В Беляево можно было приехать когда угодно. Но дважды в год собирались обязательно: первого апреля, в день рождения В. Д., и – после смерти Татьяны Ивановны – в день ее памяти, 22 декабря, самый темный, самый короткий день в году, канун поворота «на весну».

Каждому вновь пришедшему гостю Берестов радостно сообщал:

– Мариша уже приехала. И Сонечка, и Лева, и т.д. Андрюша Чернов попозже подъедет…

Но постепенно от декабрьских встреч начали отлынивать. Кто уехал, кто болен, кто занят, да и погода плохая, ехать далеко, тяжело…

Он понимал, не обижался (во всяком случае, виду не подавал). Он тогда начал засчитывать звонки.

– Мариша, как хорошо, что вы звоните. Вот и Олег уже звонил, и Андрюша Чернов из Питера…

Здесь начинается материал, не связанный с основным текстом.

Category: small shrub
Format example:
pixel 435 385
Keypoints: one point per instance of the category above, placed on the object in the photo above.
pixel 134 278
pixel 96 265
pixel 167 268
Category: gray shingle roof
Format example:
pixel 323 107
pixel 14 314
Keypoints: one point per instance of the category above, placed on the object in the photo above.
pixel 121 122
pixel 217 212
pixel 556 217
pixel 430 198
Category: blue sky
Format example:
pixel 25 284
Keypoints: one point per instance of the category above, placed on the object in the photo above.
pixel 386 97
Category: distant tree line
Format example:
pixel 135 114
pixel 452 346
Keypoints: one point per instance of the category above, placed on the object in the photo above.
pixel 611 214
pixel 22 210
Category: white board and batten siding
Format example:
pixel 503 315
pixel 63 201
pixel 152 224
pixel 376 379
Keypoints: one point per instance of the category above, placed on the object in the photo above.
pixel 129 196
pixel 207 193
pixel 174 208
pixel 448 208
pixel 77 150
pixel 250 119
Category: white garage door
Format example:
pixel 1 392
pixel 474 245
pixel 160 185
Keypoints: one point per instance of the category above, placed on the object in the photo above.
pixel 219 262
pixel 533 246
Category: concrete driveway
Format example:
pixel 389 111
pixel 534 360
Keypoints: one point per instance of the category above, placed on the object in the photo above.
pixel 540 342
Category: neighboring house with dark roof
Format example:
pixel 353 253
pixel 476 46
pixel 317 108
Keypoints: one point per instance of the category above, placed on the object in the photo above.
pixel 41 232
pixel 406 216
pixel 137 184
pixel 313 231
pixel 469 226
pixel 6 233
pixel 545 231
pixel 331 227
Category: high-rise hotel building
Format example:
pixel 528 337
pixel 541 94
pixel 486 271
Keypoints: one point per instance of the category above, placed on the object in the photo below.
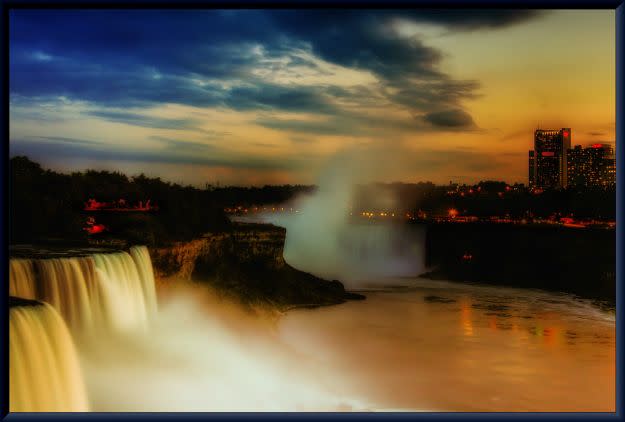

Цветов на панихиду натащили столько – еле довезли их до кладбища. Большущие алые и белые розы мирно соседствовали друг с дружкой. Строили разноцветные рожицы голенастые гвоздики. Пронзительно синели ирисы, лоснились перехваченные резинками тюльпаны, над чьей-то головой мотался растрепанный черноглазый мак.

Мы стояли на дорожке вокруг открытого гроба. «Жить-жить-любить!» – орали апрельские птицы. И мой сосед справа, переводчик с японского, сказал:

– Наверное, неправильно говорить «детский поэт». Ведь детский и поэт – одно и то же.

Тогда до меня дошло, почему он терпеть не мог, когда называли детским писателем, детским поэтом. Тавтология, стилистическая неправильность, должно быть, резала ему слух, как «оплата за проезд» или «карточка в анфас».

О его стихах, простых как волшебная палочка, по-детски взрослых, по-взрослому детских, всегда с секретом, с двойным дном, – пусть напишут другие.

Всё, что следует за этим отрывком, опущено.